Yesterday, on my way to pick up the Sunday paper, I decided to swing by the lake to see if the ice-fishing village had expanded. It had. And although the pictures don’t indicate this, it was actually quite lively on the ice, with people calling to each other and moving between shacks.
I think this little green shack looks especially fetching as it peeks through the branches.
And this shot gives an idea as to how close to shore some of them are.
While I was taking pictures, I heard the muffled roars of far-off snowmobiles, which, as someone who cares about the environment, I know I am not supposed to like. However, as a Mainer who rode on snowmobiles when she was young, I have a soft spot for them.

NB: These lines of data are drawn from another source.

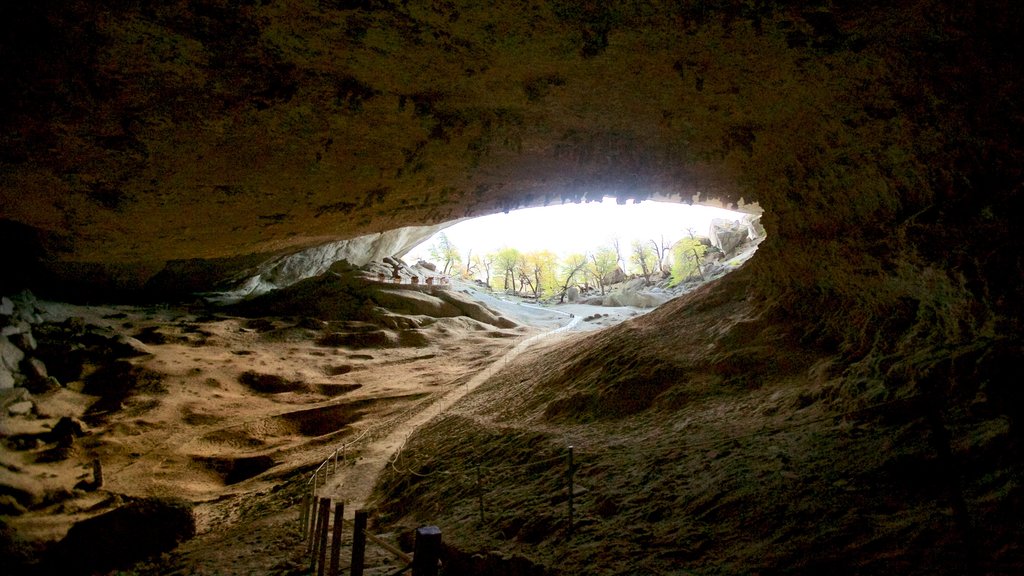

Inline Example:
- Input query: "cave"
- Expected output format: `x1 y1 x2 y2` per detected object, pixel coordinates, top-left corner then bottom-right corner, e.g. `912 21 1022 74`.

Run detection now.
0 1 1021 575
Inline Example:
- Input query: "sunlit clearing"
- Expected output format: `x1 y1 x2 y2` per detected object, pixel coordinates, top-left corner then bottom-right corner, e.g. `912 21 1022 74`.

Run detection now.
407 197 756 261
403 197 763 300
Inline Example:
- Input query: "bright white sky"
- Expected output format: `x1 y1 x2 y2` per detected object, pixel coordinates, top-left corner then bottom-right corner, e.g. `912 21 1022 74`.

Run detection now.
406 197 748 261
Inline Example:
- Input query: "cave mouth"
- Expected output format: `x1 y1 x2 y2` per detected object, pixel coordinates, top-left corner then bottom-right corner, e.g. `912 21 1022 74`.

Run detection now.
405 197 765 297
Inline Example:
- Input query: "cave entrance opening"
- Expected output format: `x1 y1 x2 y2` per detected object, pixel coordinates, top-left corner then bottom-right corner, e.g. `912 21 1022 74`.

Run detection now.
404 197 764 304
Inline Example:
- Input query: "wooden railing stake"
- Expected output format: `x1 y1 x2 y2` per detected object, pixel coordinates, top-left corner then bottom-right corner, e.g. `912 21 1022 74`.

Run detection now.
317 500 331 576
311 498 330 573
329 502 345 576
351 509 368 576
412 525 442 576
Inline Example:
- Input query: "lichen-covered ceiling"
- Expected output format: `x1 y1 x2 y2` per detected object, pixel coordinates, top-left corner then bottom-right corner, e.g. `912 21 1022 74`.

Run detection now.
1 0 1021 338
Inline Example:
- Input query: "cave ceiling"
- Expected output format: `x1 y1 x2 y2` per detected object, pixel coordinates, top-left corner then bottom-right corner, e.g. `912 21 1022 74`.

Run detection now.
0 1 1020 307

Growing up in the 1960s and 1970s, I had what is now referred to as a “free-range childhood.” When I was eight, we moved to the rural town of North Vassalboro, and I was allowed to roam the fields and woods as I wanted.
This was not unusual back then. My friends had the same freedom, and somehow we set reasonable limits on ourselves, with our range being about a mile’s radius from where we lived.
We climbed trees, we rode ponies, we picked strawberries in backfields, and in the winter, as we got older, we rode snowmobiles. My parents had a little Arctic Cat with a pull starter that was easy for me to use. And off I went, sometimes by myself, sometimes with my friends, buzzing around the countryside but again, never straying much farther than a mile so so from home. Not exactly good for the environment, but oh so much fun as the sharp air hit our faces when we went up hill, down hill, and through the woods. Then back to a warm house for hot chocolate and cookies.
Funny how a trip to a frozen lake will bring back memories.